Güncelleme Tarihi:
Tire’ye bağlı kırsal Derebaşı Mahallesi’nde, kızının evinde yaşayan Fatma Yenigün (55), dün sabah saatlerinde torunu Rüya Çelik’i yanına alıp kimseye bir şey söylemeden dışarı çıktı. Bu sırada evde bulunan ve kahvaltının ardından bir süre uyuyan Gülçin Çelik (17), uyandığında kardeşi Rüya ile anneannesinin evde olmadığını fark edip anne- babasına haber verdi. Derya Manas ile Hakan Çelik ise durumu jandarmaya bildirdi. Aile fertleri, kendi çabalarıyla çevrede arama yaptı; ancak sonuç alamadı. İhbarla köye gelen jandarma ve AFAD ekipleri, bölgede arama çalışması başlattı. Arama- kurtarma köpeklerini de kullanarak, dün gün boyu çalışma yapan ekipler, gece de kayıp anneanne ile torununu aradı.
Komandolar da araziyi didik didik etti
Öte yandan, arama ve kurtarma çalışmalarına komandolar da katıldı. Araziye dağılan deneyimli komandolar, minik Rüya ve anneannesine dair iz aradı. Geç saatlere kadar devam eden aramalarda, uzman köpeklerden de yardım alındı.
Aile fertlerinin verdiği bilgiler doğrultusunda yapılan arama çalışmalarının özel eğitimli köpeklerle bugün de sürdürüleceği belirtildi.
Psikolojik sorunları olduğu belirtilen Fatma Yenigün’ün 1993 yılında kızı Derya Manas’ı İzmir Fuarı’nda bırakıp ortadan kaybolduğu öğrenildi.
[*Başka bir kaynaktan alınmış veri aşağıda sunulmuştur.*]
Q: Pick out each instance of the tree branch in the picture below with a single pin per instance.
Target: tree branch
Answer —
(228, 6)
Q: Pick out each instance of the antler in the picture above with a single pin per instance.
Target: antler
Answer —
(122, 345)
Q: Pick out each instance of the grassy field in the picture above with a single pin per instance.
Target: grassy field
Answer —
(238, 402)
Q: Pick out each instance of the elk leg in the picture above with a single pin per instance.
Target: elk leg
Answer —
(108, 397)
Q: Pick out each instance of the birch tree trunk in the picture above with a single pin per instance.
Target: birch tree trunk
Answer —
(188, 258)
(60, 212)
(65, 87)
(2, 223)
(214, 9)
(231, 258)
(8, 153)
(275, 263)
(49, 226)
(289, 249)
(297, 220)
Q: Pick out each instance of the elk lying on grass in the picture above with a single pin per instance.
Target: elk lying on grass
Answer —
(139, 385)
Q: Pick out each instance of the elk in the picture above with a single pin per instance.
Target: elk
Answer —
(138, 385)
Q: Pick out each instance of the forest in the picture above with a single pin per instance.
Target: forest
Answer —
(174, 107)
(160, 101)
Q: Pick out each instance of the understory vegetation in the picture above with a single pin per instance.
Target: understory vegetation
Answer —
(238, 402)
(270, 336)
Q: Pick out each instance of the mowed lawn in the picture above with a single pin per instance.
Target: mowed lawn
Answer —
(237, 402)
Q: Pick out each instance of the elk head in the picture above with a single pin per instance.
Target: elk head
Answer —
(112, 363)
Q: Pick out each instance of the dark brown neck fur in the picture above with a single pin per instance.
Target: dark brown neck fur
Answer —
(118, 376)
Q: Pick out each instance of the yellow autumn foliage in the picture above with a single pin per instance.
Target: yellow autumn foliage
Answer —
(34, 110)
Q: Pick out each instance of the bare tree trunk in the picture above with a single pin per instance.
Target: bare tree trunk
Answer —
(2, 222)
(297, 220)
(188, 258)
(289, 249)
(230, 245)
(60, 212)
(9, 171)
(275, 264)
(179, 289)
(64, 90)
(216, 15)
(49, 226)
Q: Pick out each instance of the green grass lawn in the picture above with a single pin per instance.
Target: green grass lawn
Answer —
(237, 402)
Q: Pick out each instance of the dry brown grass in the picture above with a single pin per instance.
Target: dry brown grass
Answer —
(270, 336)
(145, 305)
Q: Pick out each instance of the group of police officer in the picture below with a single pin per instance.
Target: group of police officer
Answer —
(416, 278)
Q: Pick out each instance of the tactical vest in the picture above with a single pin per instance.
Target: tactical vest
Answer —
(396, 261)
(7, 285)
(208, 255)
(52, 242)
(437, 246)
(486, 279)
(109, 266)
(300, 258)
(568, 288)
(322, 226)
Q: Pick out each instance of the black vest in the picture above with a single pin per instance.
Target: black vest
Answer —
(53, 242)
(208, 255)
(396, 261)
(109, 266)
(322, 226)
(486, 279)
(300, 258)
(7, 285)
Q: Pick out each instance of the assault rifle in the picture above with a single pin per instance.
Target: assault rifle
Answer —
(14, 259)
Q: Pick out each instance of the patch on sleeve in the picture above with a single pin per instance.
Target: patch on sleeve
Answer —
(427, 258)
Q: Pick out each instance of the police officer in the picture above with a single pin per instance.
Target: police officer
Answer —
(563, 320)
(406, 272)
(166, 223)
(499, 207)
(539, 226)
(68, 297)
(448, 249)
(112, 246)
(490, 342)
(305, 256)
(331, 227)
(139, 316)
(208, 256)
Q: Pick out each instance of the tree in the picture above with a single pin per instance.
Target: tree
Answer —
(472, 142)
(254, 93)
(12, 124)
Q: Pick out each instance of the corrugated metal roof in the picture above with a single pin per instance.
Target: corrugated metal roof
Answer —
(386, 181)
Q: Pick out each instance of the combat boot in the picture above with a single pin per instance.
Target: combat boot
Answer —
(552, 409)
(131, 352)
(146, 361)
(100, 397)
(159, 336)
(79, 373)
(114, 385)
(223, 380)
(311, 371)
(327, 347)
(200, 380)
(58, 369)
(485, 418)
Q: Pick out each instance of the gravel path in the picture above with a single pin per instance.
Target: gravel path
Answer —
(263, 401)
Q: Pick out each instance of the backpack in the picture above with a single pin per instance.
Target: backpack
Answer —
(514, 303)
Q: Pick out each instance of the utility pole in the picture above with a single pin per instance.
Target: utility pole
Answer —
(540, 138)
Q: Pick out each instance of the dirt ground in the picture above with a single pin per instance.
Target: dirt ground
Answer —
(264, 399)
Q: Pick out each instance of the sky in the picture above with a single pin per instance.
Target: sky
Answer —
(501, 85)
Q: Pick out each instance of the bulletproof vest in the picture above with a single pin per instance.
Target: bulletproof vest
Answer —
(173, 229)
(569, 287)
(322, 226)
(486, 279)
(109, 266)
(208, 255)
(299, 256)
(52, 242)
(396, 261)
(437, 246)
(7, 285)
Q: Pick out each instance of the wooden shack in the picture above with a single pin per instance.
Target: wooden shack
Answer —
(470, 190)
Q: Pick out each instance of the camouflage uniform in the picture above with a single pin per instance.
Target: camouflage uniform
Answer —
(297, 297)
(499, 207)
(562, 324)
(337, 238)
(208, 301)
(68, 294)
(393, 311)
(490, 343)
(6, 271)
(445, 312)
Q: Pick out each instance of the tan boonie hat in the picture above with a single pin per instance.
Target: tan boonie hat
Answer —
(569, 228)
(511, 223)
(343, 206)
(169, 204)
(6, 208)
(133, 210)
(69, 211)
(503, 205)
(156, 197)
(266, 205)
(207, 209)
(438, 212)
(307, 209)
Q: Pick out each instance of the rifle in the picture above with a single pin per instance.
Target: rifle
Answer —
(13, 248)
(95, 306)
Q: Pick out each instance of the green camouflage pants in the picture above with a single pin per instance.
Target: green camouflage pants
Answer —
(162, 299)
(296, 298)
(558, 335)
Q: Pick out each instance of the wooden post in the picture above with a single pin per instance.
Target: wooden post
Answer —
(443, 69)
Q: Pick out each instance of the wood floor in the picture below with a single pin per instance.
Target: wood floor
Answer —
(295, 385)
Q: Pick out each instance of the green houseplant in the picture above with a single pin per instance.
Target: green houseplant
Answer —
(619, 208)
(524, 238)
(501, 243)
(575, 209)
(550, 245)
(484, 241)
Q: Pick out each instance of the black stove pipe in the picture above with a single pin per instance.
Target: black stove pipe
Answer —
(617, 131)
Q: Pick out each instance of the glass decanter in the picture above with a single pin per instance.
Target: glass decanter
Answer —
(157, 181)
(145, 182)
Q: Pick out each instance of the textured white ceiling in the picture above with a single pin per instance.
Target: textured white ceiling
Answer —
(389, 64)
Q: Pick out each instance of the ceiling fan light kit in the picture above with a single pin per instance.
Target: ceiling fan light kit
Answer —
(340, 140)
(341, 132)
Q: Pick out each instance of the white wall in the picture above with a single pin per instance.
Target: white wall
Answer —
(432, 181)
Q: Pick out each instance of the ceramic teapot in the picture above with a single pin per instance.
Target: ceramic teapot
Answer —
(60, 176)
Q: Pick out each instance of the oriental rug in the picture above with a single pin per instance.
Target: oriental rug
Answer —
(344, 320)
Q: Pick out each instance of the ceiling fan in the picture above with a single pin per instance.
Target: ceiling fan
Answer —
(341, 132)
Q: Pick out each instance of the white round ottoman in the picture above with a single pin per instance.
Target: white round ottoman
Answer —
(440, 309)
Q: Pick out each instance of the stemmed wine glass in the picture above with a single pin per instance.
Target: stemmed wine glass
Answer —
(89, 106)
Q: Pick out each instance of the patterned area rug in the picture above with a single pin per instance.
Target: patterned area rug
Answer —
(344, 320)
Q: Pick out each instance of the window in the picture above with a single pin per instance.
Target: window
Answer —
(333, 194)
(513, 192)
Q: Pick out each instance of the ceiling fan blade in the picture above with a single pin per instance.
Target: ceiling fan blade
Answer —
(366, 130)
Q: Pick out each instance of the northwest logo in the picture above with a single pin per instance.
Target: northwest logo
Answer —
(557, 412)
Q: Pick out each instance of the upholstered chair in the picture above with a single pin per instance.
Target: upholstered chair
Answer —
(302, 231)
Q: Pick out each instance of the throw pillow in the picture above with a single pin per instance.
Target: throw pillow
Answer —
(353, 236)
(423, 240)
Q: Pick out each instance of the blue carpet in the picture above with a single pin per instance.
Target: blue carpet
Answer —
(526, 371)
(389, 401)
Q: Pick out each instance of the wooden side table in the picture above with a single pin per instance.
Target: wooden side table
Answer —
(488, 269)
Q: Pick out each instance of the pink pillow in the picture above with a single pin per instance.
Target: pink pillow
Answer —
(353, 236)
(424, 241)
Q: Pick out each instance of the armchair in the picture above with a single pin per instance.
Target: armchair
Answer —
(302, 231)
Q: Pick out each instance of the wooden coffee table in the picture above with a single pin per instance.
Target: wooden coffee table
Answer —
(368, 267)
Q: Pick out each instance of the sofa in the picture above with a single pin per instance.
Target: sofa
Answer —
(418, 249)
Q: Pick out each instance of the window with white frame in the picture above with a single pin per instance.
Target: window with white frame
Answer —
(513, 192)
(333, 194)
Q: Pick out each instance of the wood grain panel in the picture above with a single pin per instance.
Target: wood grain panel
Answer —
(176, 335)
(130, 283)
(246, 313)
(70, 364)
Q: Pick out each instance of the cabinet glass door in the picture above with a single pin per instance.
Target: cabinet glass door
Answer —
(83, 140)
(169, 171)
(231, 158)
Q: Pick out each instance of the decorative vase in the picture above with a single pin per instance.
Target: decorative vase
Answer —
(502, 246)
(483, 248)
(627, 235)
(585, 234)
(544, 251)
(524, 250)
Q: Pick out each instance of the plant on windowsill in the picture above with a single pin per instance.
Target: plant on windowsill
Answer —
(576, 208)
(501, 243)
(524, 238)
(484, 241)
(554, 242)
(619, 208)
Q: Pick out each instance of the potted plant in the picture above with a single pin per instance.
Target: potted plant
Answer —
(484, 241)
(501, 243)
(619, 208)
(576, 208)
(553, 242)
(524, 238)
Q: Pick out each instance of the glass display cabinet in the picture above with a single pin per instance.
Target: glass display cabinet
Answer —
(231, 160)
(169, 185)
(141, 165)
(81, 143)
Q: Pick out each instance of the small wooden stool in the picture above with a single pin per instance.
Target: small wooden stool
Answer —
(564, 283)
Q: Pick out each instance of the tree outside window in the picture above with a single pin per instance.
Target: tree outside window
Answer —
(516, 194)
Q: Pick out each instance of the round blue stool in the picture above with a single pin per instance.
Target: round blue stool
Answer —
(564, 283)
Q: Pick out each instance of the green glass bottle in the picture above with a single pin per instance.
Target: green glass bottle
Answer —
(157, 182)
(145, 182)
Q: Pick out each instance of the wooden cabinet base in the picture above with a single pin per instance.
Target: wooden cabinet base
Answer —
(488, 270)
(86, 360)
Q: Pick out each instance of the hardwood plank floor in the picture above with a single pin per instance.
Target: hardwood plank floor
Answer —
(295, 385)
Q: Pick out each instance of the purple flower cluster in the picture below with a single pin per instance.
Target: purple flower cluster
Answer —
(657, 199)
Yenigün’ün 22 yıl sonra 2015’te İzmir’de otoyol kenarındaki su tahliye kanalında yaşamını sürdürdüğü sırada zor koşullardaki hayat mücadelesinin haberlere konu olmasının ardından yakınları tarafından bulunduğu ortaya çıktı.
Kayıp Rüya’nın annesi Derya Manas, annesinin dağlık alanlarda, metruk evlerde, tarlalarda yaşamayı bildiğini, bu nedenle de ekiplerin bu tür yerlere bakmasını istediğini söyledi. Manas, "Biz yıllar sonra haberden görerek, annemi bulduk; ancak evden çıkıp gitme alışkanlığı olduğu için çocuğumuzla birlikte yalnız bırakmıyorduk. 17 yaşındaki kızımızın uyuduğu sırada torununu alıp gitmiş. Rüya’ya doğumundan sonra o baktığı için çok seviyordu" dedi.
2015’TE EŞİ ÖLÜNCE ORTADA KALDIĞINI ANLATMIŞTI
Su tahliye kanalında kalırken bulunmasının ardından kızıyla yaşamaya başlamadan önce kadın sığınma evine yerleştirilen Fatma Yenigün, 2015 yılında Aydın’ın Söke ilçesinde oturduklarını; ancak 3 ay önce eşinin hayatını kaybetmesiyle yaşamının alt üst olduğunu kendisini görüntüleyen gazetecilere anlatmıştı.
Yenigün, "Eşimin rahatsızlığından dolayı İzmir’e geldik. Burada çeşitli hastanelerde tedavi görmesine rağmen eşim hayatını kaybetti. Bu sırada biraz arazimiz vardı, bunları da tedavi giderleri için satıp, harcadık. Eşimin ölümünden kısa bir süre sonra kardeşi de hayatını kaybetti. Bana Söke’de bakacak kimse kalmadı. Uzaktan yakınlarımız da bakmak istemeyince İzmir’e geldim. Burada eşimin hurdacılık yapan yeğenleri vardı. Onların yanlarında kalıp yardım ettim. Onlar da bana zaman zaman para veriyorlardı; ama bir süre sonra bana kötü davranmaya başladılar. Sürekli alkol aldıkları için bunu yapıyorlardı. Ben de onların yanından ayrıldım ve sokaklarda kalmaya başladım" demişti.